Participants were tasked with detecting and classifying the types of objects found within a 1km by 1km satellite image captured by the WorldView-3 commercial Earth observation satellite in both 3-band and 16-band formats. The 3-band images were traditional RGB natural colour images; while the 16-band images contained spectral information by capturing wider wavelength channels. Both imagery types were taken from the multispectral (400 – 1040nm) and short-wave infrared (1195-2365nm) range.

Ten different classes of objects were located within the imagery: buildings, miscellaneous manmade structures, roads, tracks (port/dirt/footpath/trail), trees, crops, waterways, standing water, and both large and small vehicles. Participants had to develop an algorithm or software that automatically detected and identified as many of these objects as possible.

Innovation on tap

The competition attracted over 5,000 submitted solutions, which equates to over £2.5m in research or a sevenfold return on the cost of running the competition. Following analysis of the results, Dstl is positive that the quality of the responses shows that crowdsourcing data has the potential to become an invaluable tool in tackling complex challenges relating to the UK’s defence and security.

"We are very pleased with the results."

“We are very pleased with the results,” the spokesperson said. “The winning solutions have identified new and innovative ways of achieving the objectives that we set - this could have taken us several years to achieve if we hadn’t gone down this route.”

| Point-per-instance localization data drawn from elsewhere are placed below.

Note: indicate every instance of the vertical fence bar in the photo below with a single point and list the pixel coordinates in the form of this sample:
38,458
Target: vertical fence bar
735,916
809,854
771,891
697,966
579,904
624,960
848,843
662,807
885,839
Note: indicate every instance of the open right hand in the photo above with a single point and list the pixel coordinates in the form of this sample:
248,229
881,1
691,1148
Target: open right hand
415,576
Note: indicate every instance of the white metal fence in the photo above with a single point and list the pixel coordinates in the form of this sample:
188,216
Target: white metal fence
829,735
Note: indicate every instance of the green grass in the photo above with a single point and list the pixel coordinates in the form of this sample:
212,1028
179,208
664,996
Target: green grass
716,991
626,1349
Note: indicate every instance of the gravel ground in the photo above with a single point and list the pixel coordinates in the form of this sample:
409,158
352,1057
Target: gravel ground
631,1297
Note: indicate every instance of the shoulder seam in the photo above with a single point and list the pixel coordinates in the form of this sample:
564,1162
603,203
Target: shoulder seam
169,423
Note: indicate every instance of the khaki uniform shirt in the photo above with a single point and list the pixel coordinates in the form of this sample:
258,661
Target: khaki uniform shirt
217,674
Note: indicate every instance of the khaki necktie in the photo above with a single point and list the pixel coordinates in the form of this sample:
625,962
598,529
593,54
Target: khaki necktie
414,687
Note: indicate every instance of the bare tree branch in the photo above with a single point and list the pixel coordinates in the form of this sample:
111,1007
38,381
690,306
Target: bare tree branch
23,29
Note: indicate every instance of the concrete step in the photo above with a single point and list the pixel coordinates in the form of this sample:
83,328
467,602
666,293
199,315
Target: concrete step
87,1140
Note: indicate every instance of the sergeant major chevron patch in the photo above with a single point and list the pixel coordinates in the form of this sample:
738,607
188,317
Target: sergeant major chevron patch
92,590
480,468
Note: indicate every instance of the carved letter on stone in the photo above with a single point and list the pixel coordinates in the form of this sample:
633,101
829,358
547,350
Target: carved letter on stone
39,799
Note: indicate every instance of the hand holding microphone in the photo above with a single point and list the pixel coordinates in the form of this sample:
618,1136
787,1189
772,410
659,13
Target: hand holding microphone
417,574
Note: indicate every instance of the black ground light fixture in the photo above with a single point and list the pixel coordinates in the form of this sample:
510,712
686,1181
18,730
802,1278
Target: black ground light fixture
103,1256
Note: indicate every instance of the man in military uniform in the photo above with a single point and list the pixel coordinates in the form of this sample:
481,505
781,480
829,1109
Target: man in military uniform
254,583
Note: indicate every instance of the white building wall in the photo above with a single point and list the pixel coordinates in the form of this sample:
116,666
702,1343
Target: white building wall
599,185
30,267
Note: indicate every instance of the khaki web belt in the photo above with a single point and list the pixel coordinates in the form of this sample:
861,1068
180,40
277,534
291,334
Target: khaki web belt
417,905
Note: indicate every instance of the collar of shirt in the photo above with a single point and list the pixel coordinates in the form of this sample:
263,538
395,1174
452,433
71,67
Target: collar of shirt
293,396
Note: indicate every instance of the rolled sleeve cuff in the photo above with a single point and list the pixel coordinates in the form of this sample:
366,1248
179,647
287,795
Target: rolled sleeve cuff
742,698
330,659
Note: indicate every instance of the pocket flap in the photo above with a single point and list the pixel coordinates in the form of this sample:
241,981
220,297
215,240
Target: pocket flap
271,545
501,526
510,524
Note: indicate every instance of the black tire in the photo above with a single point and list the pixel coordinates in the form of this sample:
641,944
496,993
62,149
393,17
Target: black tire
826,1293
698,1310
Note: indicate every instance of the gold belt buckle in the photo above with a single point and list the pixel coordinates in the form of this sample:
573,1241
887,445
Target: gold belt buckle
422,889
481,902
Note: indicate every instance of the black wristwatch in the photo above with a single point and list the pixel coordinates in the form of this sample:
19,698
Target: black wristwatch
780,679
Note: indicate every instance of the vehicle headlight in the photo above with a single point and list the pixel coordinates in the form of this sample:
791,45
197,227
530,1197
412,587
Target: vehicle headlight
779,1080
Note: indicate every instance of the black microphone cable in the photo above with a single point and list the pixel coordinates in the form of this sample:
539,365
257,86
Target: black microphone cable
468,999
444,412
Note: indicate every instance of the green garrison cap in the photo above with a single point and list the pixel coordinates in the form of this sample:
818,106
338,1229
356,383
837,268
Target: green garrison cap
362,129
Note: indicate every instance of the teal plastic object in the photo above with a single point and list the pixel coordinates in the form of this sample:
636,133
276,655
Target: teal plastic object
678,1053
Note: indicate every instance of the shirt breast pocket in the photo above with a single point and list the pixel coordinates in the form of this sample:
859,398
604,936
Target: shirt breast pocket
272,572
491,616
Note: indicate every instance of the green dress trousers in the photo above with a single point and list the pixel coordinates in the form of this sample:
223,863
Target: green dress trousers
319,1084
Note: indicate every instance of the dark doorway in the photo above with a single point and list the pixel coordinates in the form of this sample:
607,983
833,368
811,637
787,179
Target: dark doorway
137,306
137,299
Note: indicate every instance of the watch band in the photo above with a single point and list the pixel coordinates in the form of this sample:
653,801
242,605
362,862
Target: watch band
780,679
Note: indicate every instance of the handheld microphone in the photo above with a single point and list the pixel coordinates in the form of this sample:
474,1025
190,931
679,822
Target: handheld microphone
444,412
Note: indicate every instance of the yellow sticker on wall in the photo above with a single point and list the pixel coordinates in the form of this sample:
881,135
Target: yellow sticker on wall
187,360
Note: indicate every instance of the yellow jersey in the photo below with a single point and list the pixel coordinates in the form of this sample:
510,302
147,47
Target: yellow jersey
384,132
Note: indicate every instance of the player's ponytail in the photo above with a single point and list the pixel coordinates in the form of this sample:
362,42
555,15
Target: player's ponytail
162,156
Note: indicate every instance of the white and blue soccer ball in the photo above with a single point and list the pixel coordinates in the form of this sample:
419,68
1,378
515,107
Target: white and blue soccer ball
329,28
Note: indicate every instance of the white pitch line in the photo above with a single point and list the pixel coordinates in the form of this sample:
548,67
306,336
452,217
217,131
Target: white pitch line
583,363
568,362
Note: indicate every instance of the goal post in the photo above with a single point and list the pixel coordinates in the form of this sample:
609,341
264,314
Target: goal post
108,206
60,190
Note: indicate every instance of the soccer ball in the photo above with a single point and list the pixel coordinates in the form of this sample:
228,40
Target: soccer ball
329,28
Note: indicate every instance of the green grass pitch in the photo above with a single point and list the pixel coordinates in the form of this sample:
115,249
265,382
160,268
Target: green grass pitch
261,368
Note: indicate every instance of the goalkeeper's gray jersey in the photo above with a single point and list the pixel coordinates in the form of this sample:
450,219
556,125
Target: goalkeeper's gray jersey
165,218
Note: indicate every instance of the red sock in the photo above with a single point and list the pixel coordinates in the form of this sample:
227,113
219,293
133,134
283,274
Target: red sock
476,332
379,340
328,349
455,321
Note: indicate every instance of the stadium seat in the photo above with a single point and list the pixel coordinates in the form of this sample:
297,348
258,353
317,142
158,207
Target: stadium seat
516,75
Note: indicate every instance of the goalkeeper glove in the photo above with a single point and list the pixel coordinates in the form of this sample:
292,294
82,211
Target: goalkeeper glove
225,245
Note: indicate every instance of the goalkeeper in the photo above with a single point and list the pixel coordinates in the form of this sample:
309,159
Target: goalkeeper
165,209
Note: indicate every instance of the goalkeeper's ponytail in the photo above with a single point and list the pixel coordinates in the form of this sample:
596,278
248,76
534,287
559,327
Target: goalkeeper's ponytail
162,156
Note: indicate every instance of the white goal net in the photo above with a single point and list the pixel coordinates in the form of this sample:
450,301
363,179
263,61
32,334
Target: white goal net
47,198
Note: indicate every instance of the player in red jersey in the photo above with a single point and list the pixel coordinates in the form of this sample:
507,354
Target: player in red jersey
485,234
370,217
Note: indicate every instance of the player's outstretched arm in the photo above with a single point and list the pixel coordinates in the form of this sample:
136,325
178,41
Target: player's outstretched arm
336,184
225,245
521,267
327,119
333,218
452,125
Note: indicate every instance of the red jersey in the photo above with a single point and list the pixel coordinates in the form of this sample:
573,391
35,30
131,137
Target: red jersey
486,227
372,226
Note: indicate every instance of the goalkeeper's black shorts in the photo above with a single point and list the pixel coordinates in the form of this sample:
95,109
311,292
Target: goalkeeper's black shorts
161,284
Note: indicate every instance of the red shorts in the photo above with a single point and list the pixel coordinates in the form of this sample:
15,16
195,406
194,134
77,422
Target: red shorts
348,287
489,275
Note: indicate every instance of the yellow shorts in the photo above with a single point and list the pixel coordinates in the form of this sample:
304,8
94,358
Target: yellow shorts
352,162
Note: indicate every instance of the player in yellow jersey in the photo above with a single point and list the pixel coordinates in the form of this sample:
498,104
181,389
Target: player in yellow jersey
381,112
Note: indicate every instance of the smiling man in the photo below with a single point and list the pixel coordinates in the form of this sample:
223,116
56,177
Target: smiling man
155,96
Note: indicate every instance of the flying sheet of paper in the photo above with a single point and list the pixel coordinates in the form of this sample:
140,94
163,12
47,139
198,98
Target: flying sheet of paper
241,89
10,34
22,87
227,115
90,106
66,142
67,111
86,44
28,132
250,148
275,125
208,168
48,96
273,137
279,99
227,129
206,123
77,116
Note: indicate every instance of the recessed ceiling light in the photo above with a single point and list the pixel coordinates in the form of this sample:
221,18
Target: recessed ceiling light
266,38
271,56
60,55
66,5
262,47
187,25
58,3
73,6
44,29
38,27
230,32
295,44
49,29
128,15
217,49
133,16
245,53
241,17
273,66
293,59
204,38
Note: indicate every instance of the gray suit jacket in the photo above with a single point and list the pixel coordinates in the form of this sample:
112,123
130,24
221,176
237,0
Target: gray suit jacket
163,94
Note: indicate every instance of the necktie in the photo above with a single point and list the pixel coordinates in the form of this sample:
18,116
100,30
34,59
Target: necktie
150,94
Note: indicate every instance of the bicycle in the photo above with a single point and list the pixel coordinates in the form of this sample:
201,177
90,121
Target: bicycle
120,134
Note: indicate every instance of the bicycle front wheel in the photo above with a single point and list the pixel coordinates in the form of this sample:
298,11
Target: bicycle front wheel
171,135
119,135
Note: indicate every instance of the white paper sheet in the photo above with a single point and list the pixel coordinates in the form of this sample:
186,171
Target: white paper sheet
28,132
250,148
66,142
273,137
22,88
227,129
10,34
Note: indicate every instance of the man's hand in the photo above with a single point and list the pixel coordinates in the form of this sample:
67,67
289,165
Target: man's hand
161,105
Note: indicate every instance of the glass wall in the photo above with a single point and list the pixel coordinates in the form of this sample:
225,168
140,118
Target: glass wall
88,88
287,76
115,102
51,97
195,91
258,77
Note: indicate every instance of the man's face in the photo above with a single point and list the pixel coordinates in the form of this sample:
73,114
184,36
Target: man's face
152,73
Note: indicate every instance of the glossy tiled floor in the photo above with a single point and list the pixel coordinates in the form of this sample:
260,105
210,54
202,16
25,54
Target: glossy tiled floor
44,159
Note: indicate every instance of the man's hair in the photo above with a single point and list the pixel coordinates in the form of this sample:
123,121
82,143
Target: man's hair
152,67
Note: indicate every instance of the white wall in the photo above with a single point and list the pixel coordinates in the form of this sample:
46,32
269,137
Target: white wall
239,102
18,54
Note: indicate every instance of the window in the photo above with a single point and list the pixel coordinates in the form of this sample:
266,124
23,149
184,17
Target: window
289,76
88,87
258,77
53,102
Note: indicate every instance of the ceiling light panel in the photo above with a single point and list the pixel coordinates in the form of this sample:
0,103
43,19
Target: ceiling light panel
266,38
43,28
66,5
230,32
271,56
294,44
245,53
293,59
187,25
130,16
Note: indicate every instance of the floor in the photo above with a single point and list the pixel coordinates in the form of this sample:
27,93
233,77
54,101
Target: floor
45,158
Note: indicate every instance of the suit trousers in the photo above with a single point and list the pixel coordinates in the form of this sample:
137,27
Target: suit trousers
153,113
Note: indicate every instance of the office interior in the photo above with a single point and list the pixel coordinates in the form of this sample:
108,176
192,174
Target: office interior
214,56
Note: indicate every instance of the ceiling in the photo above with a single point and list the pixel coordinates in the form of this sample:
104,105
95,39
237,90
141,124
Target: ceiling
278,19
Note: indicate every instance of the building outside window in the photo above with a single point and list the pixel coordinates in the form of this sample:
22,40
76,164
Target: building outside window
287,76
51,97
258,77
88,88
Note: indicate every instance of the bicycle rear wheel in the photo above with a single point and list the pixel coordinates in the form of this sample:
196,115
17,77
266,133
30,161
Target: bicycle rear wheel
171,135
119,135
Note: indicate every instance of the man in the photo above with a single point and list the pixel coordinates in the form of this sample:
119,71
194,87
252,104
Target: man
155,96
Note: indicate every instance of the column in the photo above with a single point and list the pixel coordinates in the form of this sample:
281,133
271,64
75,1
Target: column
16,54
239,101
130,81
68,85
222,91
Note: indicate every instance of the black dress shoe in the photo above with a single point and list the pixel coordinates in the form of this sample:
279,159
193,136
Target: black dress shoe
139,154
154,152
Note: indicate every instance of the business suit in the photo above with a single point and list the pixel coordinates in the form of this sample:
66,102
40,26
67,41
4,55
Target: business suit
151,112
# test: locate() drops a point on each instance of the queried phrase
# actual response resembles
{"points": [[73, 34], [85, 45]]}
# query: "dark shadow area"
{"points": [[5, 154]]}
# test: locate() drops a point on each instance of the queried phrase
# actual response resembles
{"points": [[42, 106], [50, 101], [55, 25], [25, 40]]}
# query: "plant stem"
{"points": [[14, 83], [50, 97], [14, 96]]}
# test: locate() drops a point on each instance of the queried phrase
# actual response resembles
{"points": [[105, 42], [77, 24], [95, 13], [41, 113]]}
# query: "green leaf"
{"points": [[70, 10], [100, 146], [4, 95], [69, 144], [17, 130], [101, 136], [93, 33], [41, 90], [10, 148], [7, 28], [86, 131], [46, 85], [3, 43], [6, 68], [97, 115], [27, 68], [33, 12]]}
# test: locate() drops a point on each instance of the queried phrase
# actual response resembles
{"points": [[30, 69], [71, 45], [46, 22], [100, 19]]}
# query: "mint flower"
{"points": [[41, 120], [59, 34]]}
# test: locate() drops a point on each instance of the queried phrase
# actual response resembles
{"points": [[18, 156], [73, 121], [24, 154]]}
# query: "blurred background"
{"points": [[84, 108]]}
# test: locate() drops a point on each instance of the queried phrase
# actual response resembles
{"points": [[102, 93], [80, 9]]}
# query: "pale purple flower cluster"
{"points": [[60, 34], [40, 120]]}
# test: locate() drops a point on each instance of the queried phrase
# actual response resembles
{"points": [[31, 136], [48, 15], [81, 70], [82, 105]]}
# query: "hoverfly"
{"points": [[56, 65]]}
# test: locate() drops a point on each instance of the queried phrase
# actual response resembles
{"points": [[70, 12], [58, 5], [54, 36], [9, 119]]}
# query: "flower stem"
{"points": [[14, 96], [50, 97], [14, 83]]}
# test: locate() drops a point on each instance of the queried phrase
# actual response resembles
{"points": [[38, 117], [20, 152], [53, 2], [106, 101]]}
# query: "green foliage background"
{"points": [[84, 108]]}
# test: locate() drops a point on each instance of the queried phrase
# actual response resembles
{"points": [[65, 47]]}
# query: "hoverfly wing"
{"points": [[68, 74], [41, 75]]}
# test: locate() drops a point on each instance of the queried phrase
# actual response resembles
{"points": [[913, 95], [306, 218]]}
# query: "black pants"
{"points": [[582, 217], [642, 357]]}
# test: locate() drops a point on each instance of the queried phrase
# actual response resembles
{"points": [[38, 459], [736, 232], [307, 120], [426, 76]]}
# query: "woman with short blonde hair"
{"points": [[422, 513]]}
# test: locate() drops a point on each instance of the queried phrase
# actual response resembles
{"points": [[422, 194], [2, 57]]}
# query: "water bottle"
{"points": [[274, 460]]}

Dstl said that the winning algorithms and software will be used in a number of defence and security applications where the ability to rapidly and accurately analyse data sets is important, although the spokesperson was unable to comment further on this.

Data science

“Our experience of working with Kaggle has proved the value of crowdsourcing, and we are keeping our crowdsourcing options open for the future, being through Kaggle or otherwise,” the Dstl spokesperson said. ”We have recently launched the Data Science Challenge, and the first challenges – detecting and classifying vehicles from aerial imagery and the classification of documents by themes – are now open to entrants.’

This challenge looks to utilise the value of data science – the discipline of extracting useful insight from large amounts of collected data – to bolster the UK’s defence and security, while also promoting its economic security. In the defence and security sector data science plays a role in allowing effective decisions to be made using the staggering amounts of data generated during any humanitarian crisis or international conflict. Creating new ways to understand which information is relevant, how accurate it is and whether it can be relied on is central to assessing situations, engendering intervention, and acting for the best possible outcome. The series of competitions aims to bring together the best minds in the sector to solve these real-world challenges.

The results of these forays into using crowdsourcing as a valuable research tool are proving a promising new avenue for agencies such as Dstl to satisfy requirements with quality solutions. And as this toe dipped into the data scientist community shows, the sky is the limit when it comes to pushing this resource to its full potential.